John doesn’t know what he expects Sherlock to say to this. No, of course not? The ‘what the hell’ face? But even among the things he considers, what Sherlock does say is not one of them. Not even close.
“All the time.”
All the time. The word echoes in John’s mind. All the time. Not some of the time. Not occasionally. All the time.
“Isn’t that a waste of your time?” is the first question John thinks to ask.
“I’m cooking for you, John,” Sherlock says as if that perfectly answers the question.
For you, John. And suddenly it all makes sense. From the very beginning. Angelo’s. The stakeout. Afghanistan or Iraq? He’ll take the room upstairs, Mrs. Hudson. What it’s called when two people who like each other go out and have fun. That’s what I was suggesting. You’re not the most luminous of people but as a conductor of light…Then before that. The pool. He was afraid. So afraid. For you, John. And what he wasn’t saying, only in his eyes and thrown suddenly into the silence. A secret he was afraid to tell. For you, John. And only for you.

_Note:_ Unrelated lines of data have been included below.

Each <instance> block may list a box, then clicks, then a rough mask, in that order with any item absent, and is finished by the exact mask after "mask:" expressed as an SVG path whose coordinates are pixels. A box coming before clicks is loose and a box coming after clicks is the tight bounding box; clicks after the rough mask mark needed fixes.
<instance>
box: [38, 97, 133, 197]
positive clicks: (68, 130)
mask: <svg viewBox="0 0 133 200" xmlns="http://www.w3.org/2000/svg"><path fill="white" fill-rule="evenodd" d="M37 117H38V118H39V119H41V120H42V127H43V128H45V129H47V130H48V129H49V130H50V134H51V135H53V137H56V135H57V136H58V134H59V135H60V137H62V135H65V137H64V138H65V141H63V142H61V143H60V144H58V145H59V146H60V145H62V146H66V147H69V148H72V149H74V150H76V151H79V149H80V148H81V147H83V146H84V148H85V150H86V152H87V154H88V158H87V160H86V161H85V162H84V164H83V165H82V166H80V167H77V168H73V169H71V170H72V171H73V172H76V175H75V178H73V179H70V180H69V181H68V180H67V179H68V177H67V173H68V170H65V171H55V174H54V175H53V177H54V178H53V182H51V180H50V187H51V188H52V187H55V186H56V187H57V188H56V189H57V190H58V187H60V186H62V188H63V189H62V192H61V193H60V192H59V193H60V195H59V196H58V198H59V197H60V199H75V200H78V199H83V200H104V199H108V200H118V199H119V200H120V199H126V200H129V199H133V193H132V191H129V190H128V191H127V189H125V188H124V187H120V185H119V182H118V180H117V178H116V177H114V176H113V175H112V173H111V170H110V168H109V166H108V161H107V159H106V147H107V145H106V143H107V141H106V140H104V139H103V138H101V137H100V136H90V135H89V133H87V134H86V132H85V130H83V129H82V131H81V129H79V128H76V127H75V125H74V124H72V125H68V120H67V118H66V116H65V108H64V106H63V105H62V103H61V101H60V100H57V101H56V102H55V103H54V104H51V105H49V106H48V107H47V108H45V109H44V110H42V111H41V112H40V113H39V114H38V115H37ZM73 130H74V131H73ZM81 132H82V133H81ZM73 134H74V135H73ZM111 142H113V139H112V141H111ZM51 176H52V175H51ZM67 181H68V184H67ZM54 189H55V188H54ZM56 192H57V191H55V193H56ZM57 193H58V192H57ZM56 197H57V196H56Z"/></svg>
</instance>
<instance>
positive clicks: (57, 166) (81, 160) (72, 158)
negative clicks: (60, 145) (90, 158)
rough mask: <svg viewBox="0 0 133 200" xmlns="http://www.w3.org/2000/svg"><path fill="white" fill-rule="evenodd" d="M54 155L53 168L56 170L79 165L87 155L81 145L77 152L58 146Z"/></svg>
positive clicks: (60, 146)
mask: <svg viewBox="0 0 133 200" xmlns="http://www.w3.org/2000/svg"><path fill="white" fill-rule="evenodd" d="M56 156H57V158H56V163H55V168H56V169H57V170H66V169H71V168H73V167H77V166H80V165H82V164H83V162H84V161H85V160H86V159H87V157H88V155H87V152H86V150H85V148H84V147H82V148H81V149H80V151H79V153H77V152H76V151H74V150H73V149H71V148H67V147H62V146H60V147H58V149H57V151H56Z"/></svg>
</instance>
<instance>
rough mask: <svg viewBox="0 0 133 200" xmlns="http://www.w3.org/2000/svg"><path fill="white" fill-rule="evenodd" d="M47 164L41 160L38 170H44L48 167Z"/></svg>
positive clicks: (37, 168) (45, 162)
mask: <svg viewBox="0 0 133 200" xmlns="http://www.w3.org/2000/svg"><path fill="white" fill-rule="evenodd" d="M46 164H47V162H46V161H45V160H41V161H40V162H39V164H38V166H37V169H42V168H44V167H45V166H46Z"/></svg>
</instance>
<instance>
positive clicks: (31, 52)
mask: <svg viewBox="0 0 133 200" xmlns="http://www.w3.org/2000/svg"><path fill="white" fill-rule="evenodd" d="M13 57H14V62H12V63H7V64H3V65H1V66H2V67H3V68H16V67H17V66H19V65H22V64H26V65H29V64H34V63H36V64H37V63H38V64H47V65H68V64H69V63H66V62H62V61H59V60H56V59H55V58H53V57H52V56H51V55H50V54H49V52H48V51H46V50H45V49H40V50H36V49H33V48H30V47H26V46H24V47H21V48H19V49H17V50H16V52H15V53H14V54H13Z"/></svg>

I came close, but I didn’t try hard enough. No, John thinks, you can never try again.
“It’s so familiar here,” John gestures around.
“I like it,” Sherlock says, and coming from him it’s almost like having replaced the like with love.
John doesn’t know what his young self would think of him now. The one who was kissing that girl in front of the sink when no one was home. That girl who had also been his friend but nothing compared to what Sherlock was to him now. Then what does that make Sherlock now?
“You don’t like familiarity,” John says.
“Then you don’t know what I like,” Sherlock replies, but he’s making a new face, one that John can only call ‘kiss me in front of the sink since no one’s home’.
“I think I do,” John pushes him back against the sink and kisses him, and it’s familiar, so wonderfully familiar that John can’t help but wonder why he’s never done it before.
Sherlock’s mouth is softer and lovelier than it has any right to be. Better than John had imagined after all these years of looking at him. Initially Sherlock is so surprised that John is kissing him that he forgets to kiss back, and John will prize that moment forever as the one in which he was thinking ahead of Sherlock Holmes. As they kiss the water flows over the top of the pot and drips down to the floor, steadily, steadily until it pools and reflects a blurred vision of John Watson and the love of his life. There’s silence after they stop kissing. Companionable silence. Shadows pool together in the crevices of the kitchen. John finds the calm after rain in Sherlock’s eyes. It’s familiar. It’s so familiar. And it’s his.